Background: Acupuncture is increasingly evaluated within biomedical frameworks, yet its integration into modern practice remains limited by unclear mechanisms, heterogeneous training standards, and the lack of transparent point-selection systems. Traditional meridian models align poorly with contemporary neurophysiology, contributing to inconsistent protocols and barriers to rigorous research. This review examines the Most Useful Acupuncture Points (MUAPs) as a candidate, mechanismdriven acupoint cluster developed to address functional dysregulation and autonomic imbalance while providing a practical theoretical teaching framework.
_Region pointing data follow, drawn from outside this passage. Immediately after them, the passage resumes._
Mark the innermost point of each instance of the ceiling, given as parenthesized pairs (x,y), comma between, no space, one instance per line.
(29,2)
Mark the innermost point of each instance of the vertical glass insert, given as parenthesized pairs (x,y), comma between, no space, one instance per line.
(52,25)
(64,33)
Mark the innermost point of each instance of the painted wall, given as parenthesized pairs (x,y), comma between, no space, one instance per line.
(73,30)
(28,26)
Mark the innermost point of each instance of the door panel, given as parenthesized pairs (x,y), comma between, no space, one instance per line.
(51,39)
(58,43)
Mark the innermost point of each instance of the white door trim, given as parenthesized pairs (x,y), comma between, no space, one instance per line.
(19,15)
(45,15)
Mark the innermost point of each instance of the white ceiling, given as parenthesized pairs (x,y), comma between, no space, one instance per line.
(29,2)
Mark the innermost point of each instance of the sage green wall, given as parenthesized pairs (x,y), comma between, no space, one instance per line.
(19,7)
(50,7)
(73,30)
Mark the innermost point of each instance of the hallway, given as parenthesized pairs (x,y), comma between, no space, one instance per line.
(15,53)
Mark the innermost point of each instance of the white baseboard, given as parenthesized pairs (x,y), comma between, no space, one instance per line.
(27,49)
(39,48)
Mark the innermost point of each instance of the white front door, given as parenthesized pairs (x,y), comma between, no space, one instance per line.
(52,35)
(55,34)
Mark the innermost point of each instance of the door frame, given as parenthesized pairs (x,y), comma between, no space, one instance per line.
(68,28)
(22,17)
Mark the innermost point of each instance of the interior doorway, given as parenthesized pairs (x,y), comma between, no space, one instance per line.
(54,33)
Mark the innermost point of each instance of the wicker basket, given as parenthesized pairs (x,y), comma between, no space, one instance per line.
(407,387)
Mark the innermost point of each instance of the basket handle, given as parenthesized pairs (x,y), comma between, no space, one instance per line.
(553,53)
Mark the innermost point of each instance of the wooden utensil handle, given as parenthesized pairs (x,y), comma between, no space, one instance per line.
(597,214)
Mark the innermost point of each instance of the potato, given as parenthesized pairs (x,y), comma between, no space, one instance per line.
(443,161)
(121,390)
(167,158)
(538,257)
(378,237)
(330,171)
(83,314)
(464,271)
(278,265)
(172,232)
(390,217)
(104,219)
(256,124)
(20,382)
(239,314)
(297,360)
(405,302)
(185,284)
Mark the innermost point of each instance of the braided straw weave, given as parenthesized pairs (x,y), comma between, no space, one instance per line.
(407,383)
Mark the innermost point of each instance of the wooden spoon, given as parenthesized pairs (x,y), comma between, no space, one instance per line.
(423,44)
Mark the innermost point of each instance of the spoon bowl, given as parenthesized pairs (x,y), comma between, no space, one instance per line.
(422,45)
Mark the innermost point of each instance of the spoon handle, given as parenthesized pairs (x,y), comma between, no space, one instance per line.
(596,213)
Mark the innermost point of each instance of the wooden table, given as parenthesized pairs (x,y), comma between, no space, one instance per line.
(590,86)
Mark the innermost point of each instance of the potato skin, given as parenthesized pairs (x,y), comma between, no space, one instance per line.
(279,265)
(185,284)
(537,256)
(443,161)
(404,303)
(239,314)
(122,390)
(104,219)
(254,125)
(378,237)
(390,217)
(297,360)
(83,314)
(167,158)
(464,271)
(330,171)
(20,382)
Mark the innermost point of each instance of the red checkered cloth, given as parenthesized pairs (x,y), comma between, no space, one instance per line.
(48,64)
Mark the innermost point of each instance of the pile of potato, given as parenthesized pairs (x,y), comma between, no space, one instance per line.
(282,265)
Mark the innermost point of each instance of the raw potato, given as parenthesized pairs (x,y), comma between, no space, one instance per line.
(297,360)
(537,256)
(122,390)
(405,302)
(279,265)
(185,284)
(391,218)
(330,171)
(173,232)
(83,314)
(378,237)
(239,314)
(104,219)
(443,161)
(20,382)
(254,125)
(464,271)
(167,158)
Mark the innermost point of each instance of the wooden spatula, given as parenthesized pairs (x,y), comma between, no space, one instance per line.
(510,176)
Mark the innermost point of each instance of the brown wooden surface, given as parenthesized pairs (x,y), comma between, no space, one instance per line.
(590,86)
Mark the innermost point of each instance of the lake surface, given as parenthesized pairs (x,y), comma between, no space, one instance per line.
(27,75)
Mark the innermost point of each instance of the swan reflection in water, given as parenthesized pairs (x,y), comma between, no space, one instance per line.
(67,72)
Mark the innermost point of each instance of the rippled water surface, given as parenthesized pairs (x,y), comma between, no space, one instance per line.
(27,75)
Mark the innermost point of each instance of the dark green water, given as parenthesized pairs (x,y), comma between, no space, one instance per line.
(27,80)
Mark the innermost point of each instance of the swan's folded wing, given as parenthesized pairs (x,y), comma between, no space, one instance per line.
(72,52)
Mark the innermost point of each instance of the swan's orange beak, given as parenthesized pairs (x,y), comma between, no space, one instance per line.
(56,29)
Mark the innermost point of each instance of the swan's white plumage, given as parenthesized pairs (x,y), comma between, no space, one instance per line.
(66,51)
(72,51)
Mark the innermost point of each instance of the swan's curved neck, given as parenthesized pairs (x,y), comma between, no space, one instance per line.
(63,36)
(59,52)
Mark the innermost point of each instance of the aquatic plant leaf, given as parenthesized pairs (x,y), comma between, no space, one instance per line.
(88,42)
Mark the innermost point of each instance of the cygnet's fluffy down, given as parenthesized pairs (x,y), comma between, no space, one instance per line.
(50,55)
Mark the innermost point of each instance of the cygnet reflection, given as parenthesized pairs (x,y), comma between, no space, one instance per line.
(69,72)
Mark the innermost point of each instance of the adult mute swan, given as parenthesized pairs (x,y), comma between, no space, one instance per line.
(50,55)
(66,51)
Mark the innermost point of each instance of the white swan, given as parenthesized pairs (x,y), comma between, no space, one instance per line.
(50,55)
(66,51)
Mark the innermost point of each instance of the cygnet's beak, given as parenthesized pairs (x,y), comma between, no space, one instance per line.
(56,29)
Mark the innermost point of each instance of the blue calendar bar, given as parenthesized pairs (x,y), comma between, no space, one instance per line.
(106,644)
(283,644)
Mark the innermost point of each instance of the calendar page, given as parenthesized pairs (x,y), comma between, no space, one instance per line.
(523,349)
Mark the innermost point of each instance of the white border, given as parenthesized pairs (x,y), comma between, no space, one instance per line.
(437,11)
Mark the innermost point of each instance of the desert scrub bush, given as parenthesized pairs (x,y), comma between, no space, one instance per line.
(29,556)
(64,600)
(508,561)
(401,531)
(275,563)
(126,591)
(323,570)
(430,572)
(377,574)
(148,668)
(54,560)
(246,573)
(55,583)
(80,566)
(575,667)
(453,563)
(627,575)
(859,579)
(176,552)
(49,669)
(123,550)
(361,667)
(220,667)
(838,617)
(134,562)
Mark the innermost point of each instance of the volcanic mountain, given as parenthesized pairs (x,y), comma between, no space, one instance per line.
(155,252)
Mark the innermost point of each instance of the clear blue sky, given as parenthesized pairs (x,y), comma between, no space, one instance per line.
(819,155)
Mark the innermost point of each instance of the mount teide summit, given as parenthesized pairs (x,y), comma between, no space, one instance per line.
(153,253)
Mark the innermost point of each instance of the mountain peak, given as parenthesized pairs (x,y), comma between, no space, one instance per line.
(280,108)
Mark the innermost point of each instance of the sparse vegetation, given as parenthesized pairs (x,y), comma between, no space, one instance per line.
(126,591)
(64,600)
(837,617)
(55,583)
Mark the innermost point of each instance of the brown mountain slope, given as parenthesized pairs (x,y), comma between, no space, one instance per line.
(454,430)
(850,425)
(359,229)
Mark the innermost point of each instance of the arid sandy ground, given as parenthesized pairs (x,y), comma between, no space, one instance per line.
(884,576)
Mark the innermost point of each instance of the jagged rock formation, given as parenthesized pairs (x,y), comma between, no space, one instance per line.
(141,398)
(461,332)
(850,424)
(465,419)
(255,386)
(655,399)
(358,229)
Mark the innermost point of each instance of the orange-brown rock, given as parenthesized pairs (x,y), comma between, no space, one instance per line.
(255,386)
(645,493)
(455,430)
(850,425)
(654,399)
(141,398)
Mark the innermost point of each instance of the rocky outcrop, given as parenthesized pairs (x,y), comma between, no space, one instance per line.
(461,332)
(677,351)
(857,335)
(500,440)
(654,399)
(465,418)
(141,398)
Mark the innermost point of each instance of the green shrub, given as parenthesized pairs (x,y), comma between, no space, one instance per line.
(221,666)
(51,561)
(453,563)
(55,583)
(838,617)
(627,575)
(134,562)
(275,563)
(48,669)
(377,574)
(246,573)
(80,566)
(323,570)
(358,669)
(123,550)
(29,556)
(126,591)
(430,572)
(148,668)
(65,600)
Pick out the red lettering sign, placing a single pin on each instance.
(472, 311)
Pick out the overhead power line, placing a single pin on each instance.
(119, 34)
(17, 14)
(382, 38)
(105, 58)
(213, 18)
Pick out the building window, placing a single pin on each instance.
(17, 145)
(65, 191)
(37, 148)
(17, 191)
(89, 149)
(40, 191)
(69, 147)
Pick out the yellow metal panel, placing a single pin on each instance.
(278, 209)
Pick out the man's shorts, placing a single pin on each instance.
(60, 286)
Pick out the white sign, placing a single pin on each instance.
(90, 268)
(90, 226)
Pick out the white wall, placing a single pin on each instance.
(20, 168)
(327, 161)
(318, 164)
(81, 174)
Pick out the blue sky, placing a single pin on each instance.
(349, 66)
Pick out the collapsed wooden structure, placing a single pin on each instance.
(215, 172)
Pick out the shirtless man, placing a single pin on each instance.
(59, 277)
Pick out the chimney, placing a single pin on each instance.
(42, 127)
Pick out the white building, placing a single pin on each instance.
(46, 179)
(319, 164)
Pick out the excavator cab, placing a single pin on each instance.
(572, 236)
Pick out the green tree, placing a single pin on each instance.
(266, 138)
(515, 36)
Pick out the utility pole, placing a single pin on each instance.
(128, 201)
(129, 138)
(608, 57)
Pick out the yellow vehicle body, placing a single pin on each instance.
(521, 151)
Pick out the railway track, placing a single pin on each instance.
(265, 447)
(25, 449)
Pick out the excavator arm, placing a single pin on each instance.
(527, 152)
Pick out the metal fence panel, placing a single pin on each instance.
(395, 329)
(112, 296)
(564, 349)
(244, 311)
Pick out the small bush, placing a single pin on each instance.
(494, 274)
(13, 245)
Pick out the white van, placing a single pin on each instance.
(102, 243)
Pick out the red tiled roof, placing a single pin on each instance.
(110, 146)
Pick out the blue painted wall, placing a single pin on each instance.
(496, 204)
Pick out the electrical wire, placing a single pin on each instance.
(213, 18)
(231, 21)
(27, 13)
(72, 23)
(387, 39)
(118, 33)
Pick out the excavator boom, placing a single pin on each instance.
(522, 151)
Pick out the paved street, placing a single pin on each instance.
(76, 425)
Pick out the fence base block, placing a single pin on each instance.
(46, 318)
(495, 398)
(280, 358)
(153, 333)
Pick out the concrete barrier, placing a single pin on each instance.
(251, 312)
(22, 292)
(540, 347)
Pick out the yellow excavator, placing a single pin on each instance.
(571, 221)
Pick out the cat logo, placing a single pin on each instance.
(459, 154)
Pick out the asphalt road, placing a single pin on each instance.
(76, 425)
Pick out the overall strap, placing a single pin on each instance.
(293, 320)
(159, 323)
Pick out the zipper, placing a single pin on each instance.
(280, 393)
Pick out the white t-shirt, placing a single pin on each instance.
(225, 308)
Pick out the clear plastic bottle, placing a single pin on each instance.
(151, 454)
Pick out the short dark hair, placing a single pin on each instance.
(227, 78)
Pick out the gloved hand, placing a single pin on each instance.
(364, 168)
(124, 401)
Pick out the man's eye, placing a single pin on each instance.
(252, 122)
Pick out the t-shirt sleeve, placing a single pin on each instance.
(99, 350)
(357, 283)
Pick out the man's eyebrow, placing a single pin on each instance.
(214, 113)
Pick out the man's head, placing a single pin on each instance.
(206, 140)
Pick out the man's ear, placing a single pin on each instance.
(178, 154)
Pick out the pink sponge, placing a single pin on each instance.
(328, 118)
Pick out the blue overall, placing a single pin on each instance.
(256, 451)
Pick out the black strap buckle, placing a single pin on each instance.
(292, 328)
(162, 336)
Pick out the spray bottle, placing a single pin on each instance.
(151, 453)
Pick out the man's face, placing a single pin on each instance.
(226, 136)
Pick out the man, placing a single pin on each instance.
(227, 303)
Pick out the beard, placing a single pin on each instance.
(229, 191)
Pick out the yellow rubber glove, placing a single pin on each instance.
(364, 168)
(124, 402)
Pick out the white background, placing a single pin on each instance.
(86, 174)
A structured narrative evidence synthesis was conducted using PubMed, Google Scholar, and backward citation tracking. Studies were included if they examined at least one prespecified candidate MUAP (LI4, PC6, ST36, SP6, LR3, GV20, GV26, GB34, TW5, CV6, or auricular vagus zone) and reported measurable physiological outcomes related to autonomic modulation, inflammatory signaling, neuroimmune pathways, brain-gut reflexes, limbic or cortical activity, or HRV (heart rate variability) parameters. A total of 71 studies met the inclusion criteria and underwent standardized mechanistic extraction. Across animal and human models, MUAPs demonstrated convergent effects across multiple physiological domains. ST36 and PC6 were repeatedly associated with vagal pathways, increased high-frequency HRV, and suppressed sympathetic activity. ST36, SP6, LI4, and GV20 reduced pro-inflammatory cytokines and modulated NF-κB and NLRP3 signaling. LI4, LR3, ST36, and GV20 influenced limbic-paralimbic and cortical networks. Multiple points improved visceral motility, analgesia, neuroprotection, and cognitive outcomes, with recurrent mechanistic support across studies. MUAPs represent a candidate, mechanistically grounded acupoint cluster with effects on autonomic, neuroimmune, and neurophysiological systems. This framework may support future educational and clinical protocol development, but requires prospective validation.